Las mujeres enfrentamos diversos desafíos, según las investigaciones realizamos tres veces más trabajo doméstico que los hombres. En mi caso, el día que comencé a darle de lactar a mi hija mayor, me di cuenta de que nunca igualaría a los investigadores varones. La lactancia materna es un trabajo a tiempo completo, y las instituciones académicas no están estructuralmente preparadas para mitigar su impacto ni el impacto de todo lo que acarrea la maternidad en el trabajo de las mujeres. Consciente de esto, decidí priorizar mis investigaciones, enfocándome en los estudios que consideraba más relevantes. En ese proceso, aprendí a identificar aquellos proyectos que me llenaban como persona, que le daban propósito a mi vida y que podían tener un impacto profundo en las comunidades que más lo necesitaban. Aprendí mucho en este viaje, a discernir qué investigaciones seguir y cuáles dejar ir. Porque el camino de un investigador no es lineal; siempre hay desvíos que nos enseñan valiosas lecciones.
Sin embargo, es importante reconocer que no todas las investigadoras eligen ser madres, y aun así enfrentan un camino desigual y sinuoso por otros motivos. La falta de representación, el sesgo implícito y la presión constante por demostrar su valía en un entorno predominantemente masculino son desafíos significativos. Estas barreras estructurales y culturales también impactan la trayectoria profesional de muchas mujeres que, independientemente de sus decisiones personales sobre la maternidad, deben navegar por un sistema que no siempre valora ni apoya su contribución de manera equitativa.

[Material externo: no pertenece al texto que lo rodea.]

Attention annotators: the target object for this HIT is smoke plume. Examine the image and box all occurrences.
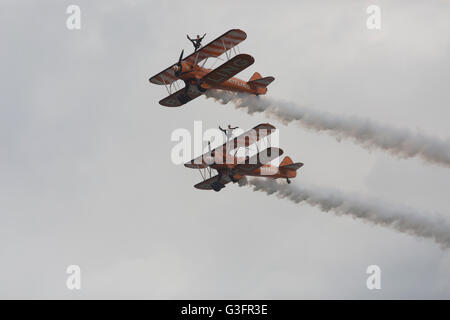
[206,90,450,167]
[239,178,450,248]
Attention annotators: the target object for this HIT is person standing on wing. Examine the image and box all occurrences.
[186,33,206,52]
[219,125,239,143]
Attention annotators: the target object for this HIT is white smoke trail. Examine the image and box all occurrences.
[239,178,450,248]
[206,90,450,167]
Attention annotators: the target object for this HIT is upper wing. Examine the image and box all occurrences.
[184,123,276,168]
[149,29,247,85]
[184,29,247,63]
[201,54,255,86]
[234,147,284,174]
[159,86,202,107]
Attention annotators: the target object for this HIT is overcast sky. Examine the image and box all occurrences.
[0,0,450,299]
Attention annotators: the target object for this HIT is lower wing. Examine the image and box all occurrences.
[159,86,202,107]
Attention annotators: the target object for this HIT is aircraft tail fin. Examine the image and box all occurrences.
[248,72,262,82]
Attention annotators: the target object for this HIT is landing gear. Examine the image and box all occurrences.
[228,168,238,182]
[211,181,225,192]
[197,80,208,93]
[177,93,191,104]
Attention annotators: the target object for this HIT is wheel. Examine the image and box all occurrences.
[197,80,208,93]
[211,181,225,192]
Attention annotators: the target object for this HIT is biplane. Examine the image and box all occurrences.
[184,123,303,191]
[149,29,275,107]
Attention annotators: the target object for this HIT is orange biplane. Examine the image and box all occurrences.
[184,123,303,191]
[149,29,275,107]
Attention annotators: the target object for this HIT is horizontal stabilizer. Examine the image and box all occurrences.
[248,77,275,88]
[280,162,303,170]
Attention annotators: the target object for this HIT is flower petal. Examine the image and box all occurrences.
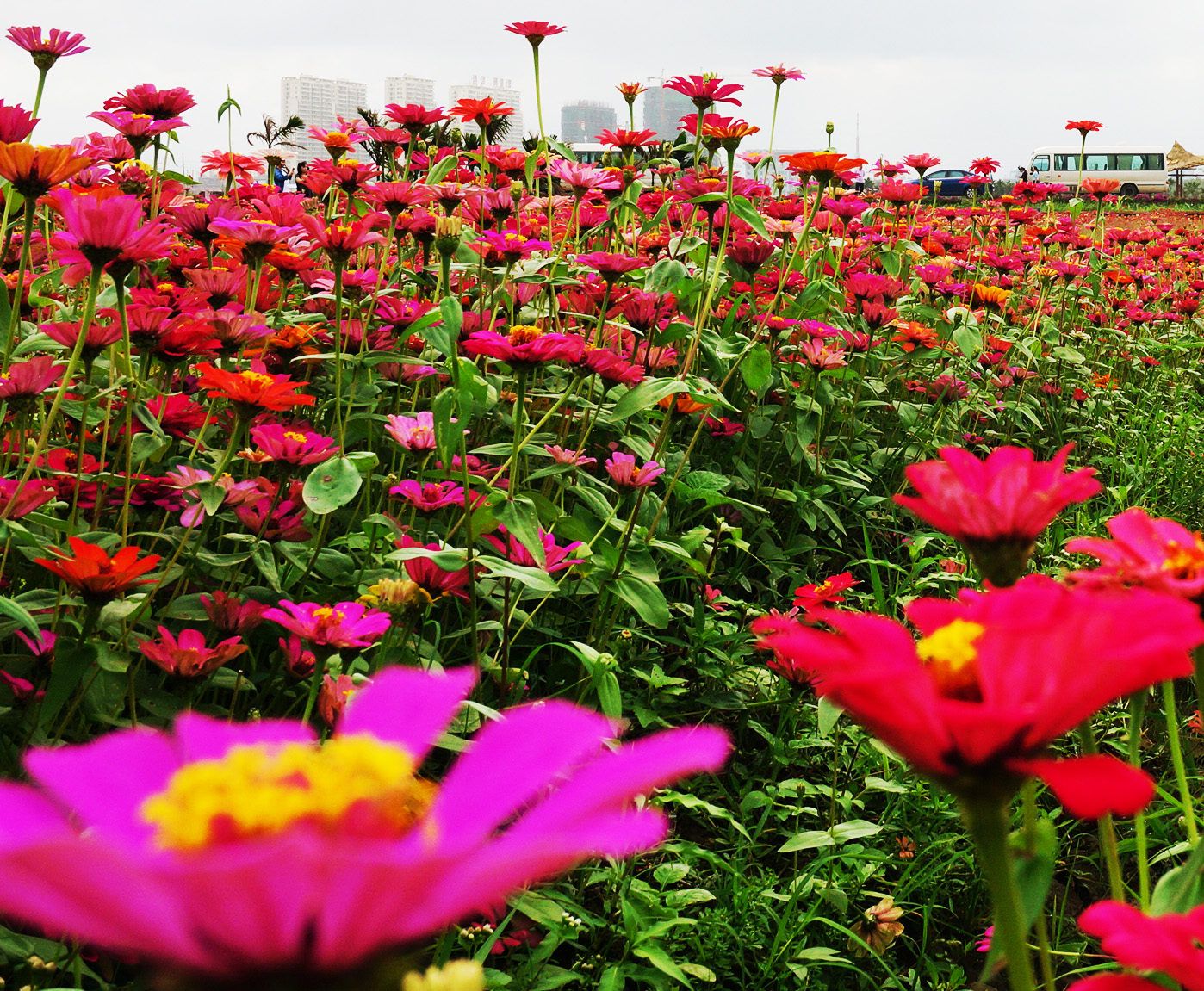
[1010,753,1156,819]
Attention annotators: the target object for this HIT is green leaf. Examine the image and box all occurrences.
[0,598,41,640]
[301,456,363,517]
[644,257,689,293]
[493,496,548,567]
[37,640,96,728]
[741,344,773,396]
[614,574,669,629]
[609,378,690,420]
[426,155,460,185]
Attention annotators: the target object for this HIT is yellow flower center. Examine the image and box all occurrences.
[239,372,276,389]
[915,619,986,702]
[1162,534,1204,578]
[141,734,436,850]
[509,325,543,344]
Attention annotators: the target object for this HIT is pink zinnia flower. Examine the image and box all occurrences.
[753,64,807,85]
[753,574,1204,819]
[795,571,861,610]
[6,24,88,71]
[605,450,665,489]
[264,599,390,647]
[1068,902,1204,991]
[0,667,729,984]
[384,410,435,450]
[1065,505,1204,598]
[139,626,247,678]
[895,444,1102,585]
[543,444,599,468]
[0,100,39,145]
[251,424,338,465]
[485,526,585,574]
[389,478,463,513]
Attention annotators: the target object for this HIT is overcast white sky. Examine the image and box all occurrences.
[0,0,1204,180]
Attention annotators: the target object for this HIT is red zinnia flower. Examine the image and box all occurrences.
[196,362,314,418]
[895,444,1102,585]
[1065,505,1204,598]
[139,626,247,678]
[34,537,159,604]
[665,76,744,109]
[754,574,1204,819]
[0,142,91,200]
[1068,902,1204,991]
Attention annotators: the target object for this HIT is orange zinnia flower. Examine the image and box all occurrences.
[34,537,160,604]
[196,362,314,418]
[0,142,91,200]
[779,152,869,183]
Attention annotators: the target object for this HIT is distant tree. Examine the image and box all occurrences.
[247,113,305,184]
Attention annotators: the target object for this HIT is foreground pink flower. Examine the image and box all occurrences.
[1069,902,1204,991]
[895,444,1102,585]
[5,24,88,72]
[753,574,1204,819]
[264,601,390,647]
[0,668,729,986]
[605,450,665,489]
[139,626,247,678]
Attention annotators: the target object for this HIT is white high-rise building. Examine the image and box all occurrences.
[448,76,526,148]
[281,75,369,161]
[384,76,435,109]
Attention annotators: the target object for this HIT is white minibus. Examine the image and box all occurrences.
[1028,145,1167,196]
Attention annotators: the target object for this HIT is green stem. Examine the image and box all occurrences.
[961,796,1037,991]
[1162,682,1199,846]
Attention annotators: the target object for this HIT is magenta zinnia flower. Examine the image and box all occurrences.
[485,526,585,574]
[264,599,390,647]
[0,668,729,985]
[384,410,435,450]
[1065,505,1204,598]
[1068,902,1204,991]
[6,24,88,71]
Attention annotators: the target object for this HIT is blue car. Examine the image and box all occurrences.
[907,169,974,196]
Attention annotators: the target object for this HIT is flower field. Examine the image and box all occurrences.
[7,22,1204,991]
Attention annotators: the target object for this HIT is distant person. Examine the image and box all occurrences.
[296,161,313,196]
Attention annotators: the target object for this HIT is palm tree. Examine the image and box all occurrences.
[247,113,305,183]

El mundo exterior tiende a centrarse en la cuantificación: cuántas publicaciones tienes, en qué revistas están publicadas, cuántos premios has ganado. Pero deberíamos dejar de medir a las personas por estos estándares y reflexionar sobre lo siguiente: ¿estamos generando un impacto positivo en nuestro entorno? ¿Estamos abordando problemas que son importantes para las comunidades y contribuyendo al bienestar de nuestra sociedad? ¿nuestro trabajo nos hace sentir mejores personas? Si la respuesta es sí, deberías sentirte satisfecha. En conclusión, ser un investigador, y especialmente una investigadora, implica navegar por un camino lleno de retos únicos. Ya sea equilibrando las responsabilidades de la maternidad o enfrentando otras formas de desigualdad, es crucial que reconozcamos y valoremos los diversos caminos hacia el éxito. Lo que realmente importa no es solo lo que logramos individualmente, sino cómo transformamos nuestro entorno y las vidas de las personas que tocamos.